The fabric of the prose is admirable; the way, in particular, Louvish weaves into the text the very substance of Jerusalem is exceptional: you can see the sacred city's colours, sniff its smells, breathe its dust and air, walk round its antiquities and high-rises and, all the while, absorb a great deal of its long and chequered past. Louvish is also adept at juxtaposing surreality with reality. Though the surreality, in this reader's opinion, is often laboured, there are times when it attains the quality of Mikhail Bulgakov's The Master and Margarita, Jaroslav Hacek's The Good Soldier Svejk or Edward Whittemore's majestic quartet, Sinai Tapestry, Jerusalem Poker, Nile Shadows and Jericho Mosaic.

Above all, it is Louvish's passion--his fulminating anger-that elevates City of Blok to excellence. The sections condemning the martial spirit and, in particular, the last part of the book which bewails that abominable and criminal adventure, the Lebanon War, are no less than brilliant. Take this excerpt from a letter a friend of Blok's writes from the front:
A mass of people like some apocalyptic movie of the damned.
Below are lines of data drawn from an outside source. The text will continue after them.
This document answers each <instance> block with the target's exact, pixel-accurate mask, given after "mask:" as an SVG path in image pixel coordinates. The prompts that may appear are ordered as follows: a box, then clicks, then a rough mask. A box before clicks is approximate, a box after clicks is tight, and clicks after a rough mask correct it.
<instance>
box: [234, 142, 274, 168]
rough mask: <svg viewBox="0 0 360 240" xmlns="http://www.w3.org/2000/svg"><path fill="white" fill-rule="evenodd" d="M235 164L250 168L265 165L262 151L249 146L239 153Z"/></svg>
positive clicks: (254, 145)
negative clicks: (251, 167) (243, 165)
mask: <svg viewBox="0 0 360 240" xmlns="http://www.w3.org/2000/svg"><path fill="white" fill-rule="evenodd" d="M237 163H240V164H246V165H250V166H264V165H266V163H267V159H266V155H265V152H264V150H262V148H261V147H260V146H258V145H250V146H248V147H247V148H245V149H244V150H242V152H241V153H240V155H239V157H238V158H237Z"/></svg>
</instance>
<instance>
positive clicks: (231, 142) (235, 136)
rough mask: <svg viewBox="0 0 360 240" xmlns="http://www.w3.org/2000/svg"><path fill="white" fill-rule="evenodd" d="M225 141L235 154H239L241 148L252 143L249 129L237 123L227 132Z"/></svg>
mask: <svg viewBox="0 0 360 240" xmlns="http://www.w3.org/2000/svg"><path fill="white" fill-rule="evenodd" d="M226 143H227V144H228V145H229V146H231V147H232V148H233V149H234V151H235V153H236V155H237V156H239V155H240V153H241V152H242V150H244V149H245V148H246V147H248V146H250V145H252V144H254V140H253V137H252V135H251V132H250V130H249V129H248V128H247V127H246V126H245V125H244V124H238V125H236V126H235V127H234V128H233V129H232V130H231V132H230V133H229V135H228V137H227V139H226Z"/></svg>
Clustering about us, clamouring for food and water. Some of the men give them their K-rations. Others sneer and wave them away, shouting "Go to Arafat!" I see men who at winter manoeuvres gave their last blanket to a friend who was caught short, acting like insane hyenas. I see the unit gathering prisoners, marking their arms with black spots… I see high-ranking officers, in charge of water carriers, standing over their closed taps smiling above the thirst-crazed throng. I hear expressions of contempt that raise goose pimples: "They are less than animals." "They should be poisoned, like vermin." I can't believe my cars. Wasn't it all so fucking predictable? Didn't we foresee the whole thing?
This is the Jewish soul shouting warnings from the wilderness.